Kava as a Pharmacotherapy of Anxiety Disorders: Promises and Concerns
- *Corresponding Author:
- Sreekanth Narayanapillai
Department of Medicinal Chemistry, College of Pharmacy
University of Minnesota, 2231 6th St SE
Minneapolis,MN 55455, USA
E-mail: [email protected]
Received date: January 23, 2016; Accepted date: February 05, 2016; Published date: February 09, 2016
Citation: Rivers Z, Xing C, Narayanapillai S (2016) Kava as a Pharmacotherapy of Anxiety Disorders: Promises and Concerns. Med chem 6:081-087. doi:10.4172/2161-0444.1000329
Copyright: © 2016 Rivers Z, et al. This is an open-access article distributed under the terms of the Creative Commons Attribution License, which permits unrestricted use, distribution, and reproduction in any medium, provided the original author and source are credited.
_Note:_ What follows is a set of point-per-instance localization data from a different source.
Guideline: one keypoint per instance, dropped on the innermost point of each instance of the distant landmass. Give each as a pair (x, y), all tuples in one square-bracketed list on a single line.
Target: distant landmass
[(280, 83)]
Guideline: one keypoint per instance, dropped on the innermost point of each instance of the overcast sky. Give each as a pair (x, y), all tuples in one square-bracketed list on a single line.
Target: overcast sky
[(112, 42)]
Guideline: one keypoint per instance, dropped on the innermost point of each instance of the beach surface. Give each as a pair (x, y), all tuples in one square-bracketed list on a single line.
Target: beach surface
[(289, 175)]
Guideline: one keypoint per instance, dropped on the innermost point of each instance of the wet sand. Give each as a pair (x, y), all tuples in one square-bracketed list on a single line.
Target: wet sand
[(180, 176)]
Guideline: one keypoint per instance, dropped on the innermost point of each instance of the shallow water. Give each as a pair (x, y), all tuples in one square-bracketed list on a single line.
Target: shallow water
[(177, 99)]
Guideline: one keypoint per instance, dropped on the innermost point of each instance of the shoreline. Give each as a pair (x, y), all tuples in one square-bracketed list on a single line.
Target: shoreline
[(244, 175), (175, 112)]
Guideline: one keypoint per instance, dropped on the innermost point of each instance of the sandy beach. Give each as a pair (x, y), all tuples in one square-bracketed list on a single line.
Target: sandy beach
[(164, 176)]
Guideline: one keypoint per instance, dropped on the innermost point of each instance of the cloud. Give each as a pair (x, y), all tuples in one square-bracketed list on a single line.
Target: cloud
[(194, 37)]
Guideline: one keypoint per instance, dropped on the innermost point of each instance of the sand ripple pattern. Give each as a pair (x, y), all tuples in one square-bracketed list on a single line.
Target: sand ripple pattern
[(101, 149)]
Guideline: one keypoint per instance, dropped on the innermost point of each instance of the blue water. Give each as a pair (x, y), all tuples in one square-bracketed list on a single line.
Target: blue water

Current standard pharmacotherapies for anxiety management come with a host of side-effects that may deter the patients from utilizing them. Kava, a traditional beverage from the South Pacific region, has been used as a natural medicine for centuries and has been hypothesized to contain anxiolytic properties. There are a few well-designed, randomly controlled trials that have evaluated the effectiveness of kava or its constituents against anxiety disorders. They have generally shown kava to be effective in managing the disease. However, there has been a serious concern about the hepatotoxic risk of kava, which greatly limits its anxiolytic development and application. This review attempts to summarize the recent anxiolytic trials using kava, the associated hepatotoxicity risks, the potential responsible chemicals for these two activities, and the mechanisms of action. Overall, kava has a great potential to be developed as a natural anxiolytic agent through a systematic approach, but the present form should be used with caution.